03 - Add onion, leeks, carrots, and celery. Sauté for 5–6 minutes until softened.
04 - Stir in garlic and cook for 1 minute until fragrant.
05 - Add the chicken pieces and cook until lightly golden on all sides, about 5 minutes.
06 - Sprinkle flour over the mixture and stir well, cooking for 2 minutes to eliminate raw flour taste.
07 - Gradually pour in chicken stock, stirring constantly to avoid lumps. Add the milk and cream, and bring to a simmer.

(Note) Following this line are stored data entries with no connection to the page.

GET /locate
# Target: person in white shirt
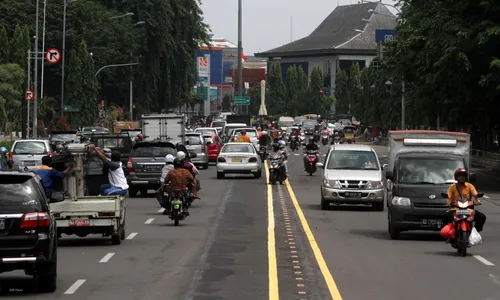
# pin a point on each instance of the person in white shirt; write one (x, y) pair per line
(117, 180)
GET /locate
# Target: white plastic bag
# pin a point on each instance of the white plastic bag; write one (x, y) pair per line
(475, 238)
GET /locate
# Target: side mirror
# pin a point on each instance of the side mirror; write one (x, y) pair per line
(56, 197)
(472, 177)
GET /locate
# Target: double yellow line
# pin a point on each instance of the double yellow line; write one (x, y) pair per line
(271, 245)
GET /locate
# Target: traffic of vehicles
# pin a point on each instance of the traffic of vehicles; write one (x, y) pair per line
(412, 185)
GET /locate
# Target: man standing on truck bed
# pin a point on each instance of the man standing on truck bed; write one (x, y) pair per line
(117, 180)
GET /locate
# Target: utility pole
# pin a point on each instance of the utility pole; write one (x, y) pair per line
(35, 83)
(240, 50)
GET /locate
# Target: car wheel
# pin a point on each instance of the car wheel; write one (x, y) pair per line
(378, 206)
(132, 191)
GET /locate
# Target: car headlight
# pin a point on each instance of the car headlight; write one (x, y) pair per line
(332, 184)
(401, 201)
(374, 185)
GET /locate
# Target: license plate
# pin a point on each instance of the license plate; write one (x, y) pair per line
(463, 212)
(152, 168)
(432, 222)
(79, 222)
(352, 195)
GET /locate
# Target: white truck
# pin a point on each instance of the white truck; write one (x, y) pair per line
(421, 166)
(83, 215)
(163, 127)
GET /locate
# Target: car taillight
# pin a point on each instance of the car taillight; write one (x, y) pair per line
(34, 220)
(130, 166)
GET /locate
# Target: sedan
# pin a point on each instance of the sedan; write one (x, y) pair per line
(239, 158)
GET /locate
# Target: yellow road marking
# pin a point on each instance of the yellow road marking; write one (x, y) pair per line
(271, 242)
(332, 286)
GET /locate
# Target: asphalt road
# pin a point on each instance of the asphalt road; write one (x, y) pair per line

08 - Stir in Dijon mustard, thyme, parsley, salt, and pepper. Simmer for 8–10 minutes, until the sauce thickens and the chicken is cooked through. Remove from heat and let cool slightly.
09 - Spoon the filling into a deep 6–8 cup pie dish. Unroll the puff pastry and lay it over the top, trimming any excess. Press the edges to seal and cut a small slit in the center for steam to escape.
10 - Brush pastry with beaten egg. Bake for 30–35 minutes, until golden and puffed.
11 - Rest for 5 minutes before serving. Garnish with extra parsley if desired.